Before the dredging on Onondaga Lake began this past summer, Monday nights were bocce nights at the lake’s park. There was gossip, laughter and the clicks of metal hitting metal. As soon as the wind blew, however, the air became pungent, giving the lake away.
The stench made the bocce players’ noses wrinkle, but they kept playing.
Far across on the west and southwest shores, the waters began to stir.
The latest project in an over fifteen-year crusade to clean up one of the country’s most polluted lakes and Environmental Protection Agency’s Superfund site began in late July. Three dredges stationed in the water suck up the hazardous waste lingering on the lake bottom.
Honeywell, the company in charge of the cleanup, said the dredges will work 24/7, except for during bad weather.
But keeping that promise has been harder than anticipated.
Dredging stopped two weeks ago, and not because of snow. The already smelly lake became even smellier. It became so bad that residents living near the lake called and complained to Honeywell, worried that perhaps the smell was filled with toxic fumes. While the Department of Environmental Conservation said that’s not the case, Honeywell stopped the dredging anyway, until measures can be put into place to decrease the pungency of the odor.
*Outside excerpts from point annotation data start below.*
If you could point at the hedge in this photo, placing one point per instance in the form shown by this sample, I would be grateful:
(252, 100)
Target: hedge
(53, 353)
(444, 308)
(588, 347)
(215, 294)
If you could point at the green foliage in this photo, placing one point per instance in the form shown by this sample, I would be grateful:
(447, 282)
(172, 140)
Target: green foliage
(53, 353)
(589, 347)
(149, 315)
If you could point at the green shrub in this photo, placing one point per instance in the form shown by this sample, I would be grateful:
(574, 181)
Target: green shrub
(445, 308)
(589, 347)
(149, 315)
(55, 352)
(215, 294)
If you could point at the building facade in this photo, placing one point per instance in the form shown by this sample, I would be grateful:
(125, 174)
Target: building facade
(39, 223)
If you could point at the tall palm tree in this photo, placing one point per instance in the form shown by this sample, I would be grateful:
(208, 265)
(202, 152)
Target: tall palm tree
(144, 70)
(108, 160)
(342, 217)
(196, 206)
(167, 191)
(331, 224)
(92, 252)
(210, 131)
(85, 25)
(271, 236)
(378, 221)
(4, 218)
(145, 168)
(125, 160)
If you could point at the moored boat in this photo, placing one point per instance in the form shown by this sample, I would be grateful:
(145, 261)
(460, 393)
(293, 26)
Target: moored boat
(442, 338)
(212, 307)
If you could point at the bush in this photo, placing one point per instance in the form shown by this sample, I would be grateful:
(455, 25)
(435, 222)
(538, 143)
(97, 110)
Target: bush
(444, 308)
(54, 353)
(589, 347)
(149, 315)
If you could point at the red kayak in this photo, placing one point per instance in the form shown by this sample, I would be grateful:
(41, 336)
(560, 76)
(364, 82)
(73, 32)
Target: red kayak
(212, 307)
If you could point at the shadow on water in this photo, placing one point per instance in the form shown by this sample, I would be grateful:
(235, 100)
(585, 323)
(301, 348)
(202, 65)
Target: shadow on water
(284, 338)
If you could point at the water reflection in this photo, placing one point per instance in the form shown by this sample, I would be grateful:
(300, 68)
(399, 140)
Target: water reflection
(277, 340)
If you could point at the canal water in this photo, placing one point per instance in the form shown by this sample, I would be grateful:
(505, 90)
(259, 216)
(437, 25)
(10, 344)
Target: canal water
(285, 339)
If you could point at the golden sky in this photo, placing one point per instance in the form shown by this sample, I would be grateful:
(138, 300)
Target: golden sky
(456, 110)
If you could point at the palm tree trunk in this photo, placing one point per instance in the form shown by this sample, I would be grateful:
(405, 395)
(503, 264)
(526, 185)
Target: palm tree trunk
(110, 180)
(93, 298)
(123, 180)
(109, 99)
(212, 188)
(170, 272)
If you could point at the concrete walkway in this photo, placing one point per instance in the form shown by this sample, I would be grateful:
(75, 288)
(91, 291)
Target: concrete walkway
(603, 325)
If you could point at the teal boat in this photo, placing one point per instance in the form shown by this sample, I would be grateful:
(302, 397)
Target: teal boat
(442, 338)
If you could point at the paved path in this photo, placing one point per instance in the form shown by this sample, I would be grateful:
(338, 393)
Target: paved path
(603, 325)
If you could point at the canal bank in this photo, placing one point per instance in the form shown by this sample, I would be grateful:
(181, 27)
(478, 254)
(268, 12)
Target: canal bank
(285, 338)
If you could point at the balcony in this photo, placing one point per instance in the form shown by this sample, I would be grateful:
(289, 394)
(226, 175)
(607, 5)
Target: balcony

The estimated $451 million process is expected to take between four and four and a half years to clean up two million cubic yards of the lake bottom. That is six percent of the lake.
Honeywell and its subcontractors are also capping the dredged areas and some additional polluted sections with layers of clay. The caps are supposed to keep mercury and other contaminants from mixing with the water. This process is still continuing, despite the paused dredging.
“We know what’s underneath is still a toxic nightmare,” said Onondaga Nation Tadodaho Sidney Hill. “It’s just a cover up. It’s not a clean up. It’s a cover up. We’ll always be battling this. It’s Onondaga Lake. It’s our lake.”
The Onondaga Nation has watched the body of water, which they consider the birthplace of their democracy, be polluted with mercury, PCBs and sewage. They were disheartened when a judge approved Honeywell and the DEC’s decision to dredge the minimum required amount, rather than the maximum. The maximum would have cost about $2.15 billion, and would have removed the majority of the hazardous waste.
Since then, the Onondaga Nation has felt left out of the remediation process, and further distanced from their roots.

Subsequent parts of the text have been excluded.